Le lendemain Célia attendait fébrilement le moment où Aurore viendrait lui parler. Cette dernière semblait s'être ravisée et n'était pas venue à sa rencontre, ce qui rassurait et paradoxalement peinait Célia qui espérait secrètement pouvoir se rendre compte du vrai caractère de cette fille loin des contraintes et des règles implicites de cette classe, règles qu'elle avait elle-même soutenu au début de l'année. Ces règles étaient les suivantes : ne rien leur prêter, ne pas les inviter à notre table le midi et jamais essayer de devenir ami. Elle se souvint du discours improvisé qu'elle leur sortit pour défendre ces règles.
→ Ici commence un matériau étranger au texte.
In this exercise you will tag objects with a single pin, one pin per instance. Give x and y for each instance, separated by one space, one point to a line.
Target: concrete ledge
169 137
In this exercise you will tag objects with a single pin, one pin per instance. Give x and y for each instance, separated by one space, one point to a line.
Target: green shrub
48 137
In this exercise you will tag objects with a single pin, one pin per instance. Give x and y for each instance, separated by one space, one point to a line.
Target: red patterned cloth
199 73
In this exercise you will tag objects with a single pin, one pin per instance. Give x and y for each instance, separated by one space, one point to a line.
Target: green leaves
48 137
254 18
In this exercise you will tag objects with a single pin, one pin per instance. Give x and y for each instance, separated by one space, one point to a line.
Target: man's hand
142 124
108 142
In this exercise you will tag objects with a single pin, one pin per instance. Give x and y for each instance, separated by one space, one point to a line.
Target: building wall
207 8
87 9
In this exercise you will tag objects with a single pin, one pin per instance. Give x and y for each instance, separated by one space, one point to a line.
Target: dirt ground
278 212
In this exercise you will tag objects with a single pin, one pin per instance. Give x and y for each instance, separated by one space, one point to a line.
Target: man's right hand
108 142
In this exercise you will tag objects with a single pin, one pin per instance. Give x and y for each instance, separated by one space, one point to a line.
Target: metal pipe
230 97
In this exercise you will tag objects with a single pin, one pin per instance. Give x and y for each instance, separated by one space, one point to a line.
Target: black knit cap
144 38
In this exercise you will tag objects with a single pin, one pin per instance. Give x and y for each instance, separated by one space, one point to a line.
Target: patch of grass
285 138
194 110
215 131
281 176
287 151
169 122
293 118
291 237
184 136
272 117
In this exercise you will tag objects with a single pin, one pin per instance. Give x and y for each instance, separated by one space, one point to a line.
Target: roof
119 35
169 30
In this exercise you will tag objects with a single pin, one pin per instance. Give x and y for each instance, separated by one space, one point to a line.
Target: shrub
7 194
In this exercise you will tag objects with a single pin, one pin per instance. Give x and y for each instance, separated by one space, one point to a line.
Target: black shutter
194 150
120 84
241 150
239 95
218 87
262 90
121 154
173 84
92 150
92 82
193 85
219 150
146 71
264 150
Elle avait été d'une grande éloquence, personne ne vint la contredire et ces principes furent adoptés à l'unanimité. Maintenant, elle regrettait d'avoir fait cela mais elle ne pouvait pas revenir en arrière. De son coté, Aurore observait de loin le comportement de la petite brune, ne voulant pas faire le premier pas, elle attendait impatiemment que Célia lui fasse un signe ou même qu'elle vienne la voir. Cette dernière se résolut à y aller quand soudain une petite bande s'approcha des élèves et commencèrent à chercher la bagarre. Elle savait bien qu'elle n'avait rien à craindre d'eux compte tenu qu'elle les connaissait pratiquement tous, ainsi que les autres personnes avec qui elle traînait. Pourtant, certains élèves de cette classe risquaient d'avoir des soucis. Sans réfléchir, elle appela quelques garçons d'un signe de la main et ensemble ils se dirigèrent vers l'endroit de l'attroupement. A leur hauteur, elle demanda :
" Alors Aldo, mon chou, je peux savoir ce que toi et tes petits copains vous faites à mes camarades ? "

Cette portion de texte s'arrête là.